Thu, 8 September 2022
Brenda Mas got her start in multifamily in 2002 working in asset management for a developer/operator/builder. After transitioning to the development side of the business, she oversaw acquisitions, entitlements, subdivision, stabilization, and financing for properties in the LA market. She left the company in 2019 to work independently, venturing into syndications with her husband, a construction expert.
Today, Brenda is the founding and managing partner of VestWell Ventures, a group of multifamily operators and developers focused on value-add strategy. In this episode, she shares why she and her husband are shifting their focus back to development, their strategy for selecting land deals, and the biggest lesson she learned during the market collapse in 2008.

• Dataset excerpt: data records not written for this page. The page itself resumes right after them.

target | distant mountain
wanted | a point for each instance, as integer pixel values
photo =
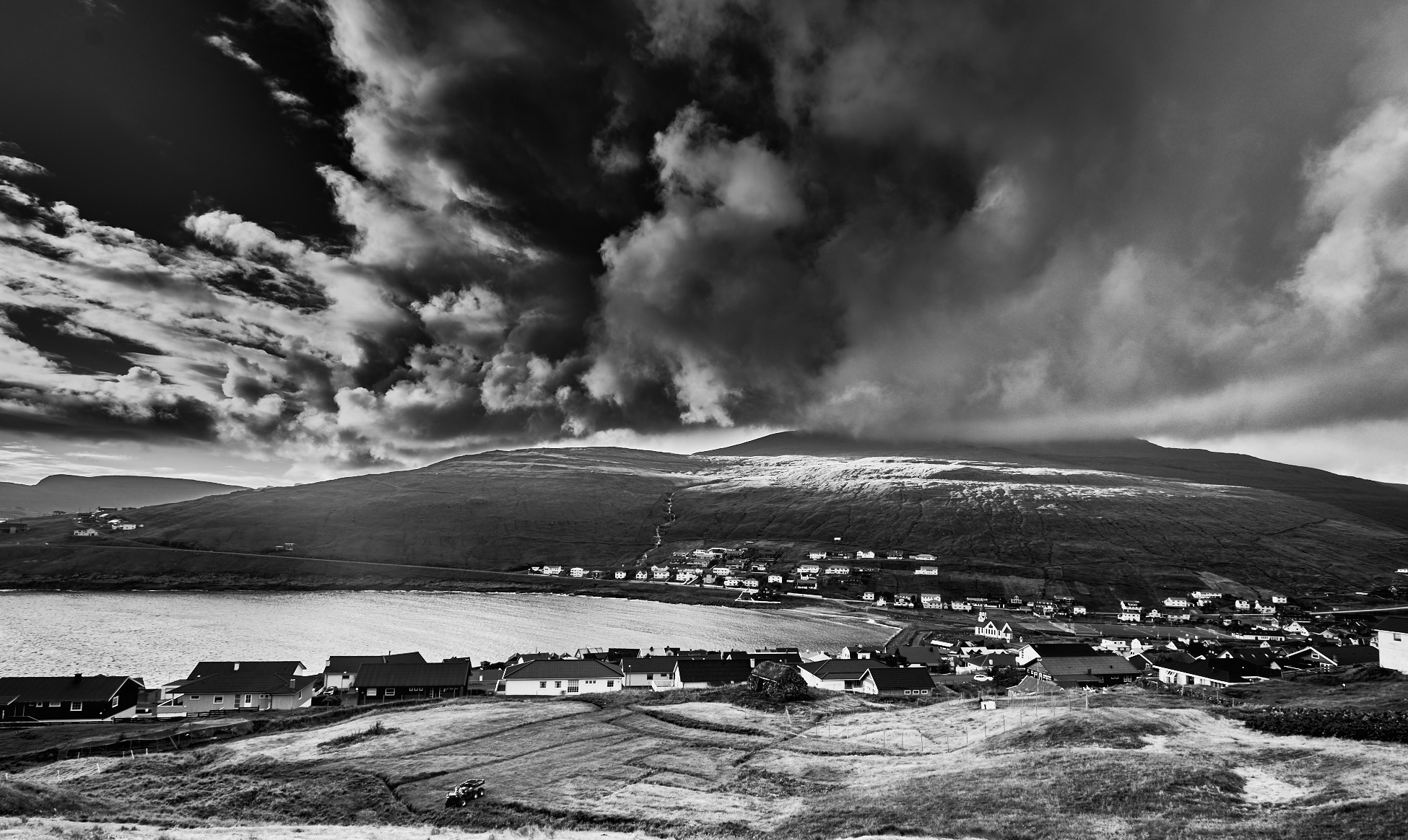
(1376, 500)
(1092, 520)
(84, 493)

1. Focusing on Development
When it comes to development, Brenda and her husband have a competitive edge. They have access to consultants, structural engineers, and architects, and they know construction inside and out. Plus, the high demand for housing right now combined with current economic uncertainty made the decision to go back to development a no-brainer.
“Demand is there, and we have the know-how,” Brenda says. “Why not bring that to our investors and allow them to make money alongside us?”
2. Strategy for Selecting Land Deals
Brenda and her husband have partnered with an architecture firm to help them determine which deals will work best for them. The size of the land isn’t as important to Brenda as how developers are treated in the town and what regulations are in place.
“Those are things that we really take into consideration,” she says. “Right now our focus is on the Houston market because they have fewer zoning restrictions there, and that expedites our development timeline.”
3. Learning from the 2008 Market Collapse
During the collapse, Brenda and her team had property in downtown Los Angeles under construction. Their construction lender folded, and they were on the brink of losing the buildings. Many developers handed over their keys, but she refused. This led to litigation and a settlement. While they didn’t lose any money in the process, they lost valuable time.
“There are times that you have to walk away,” Brenda says, “and understand what’s going on in the economy. The indicators were there that this was going to happen with the construction lender, and we should have paid attention a little sooner.”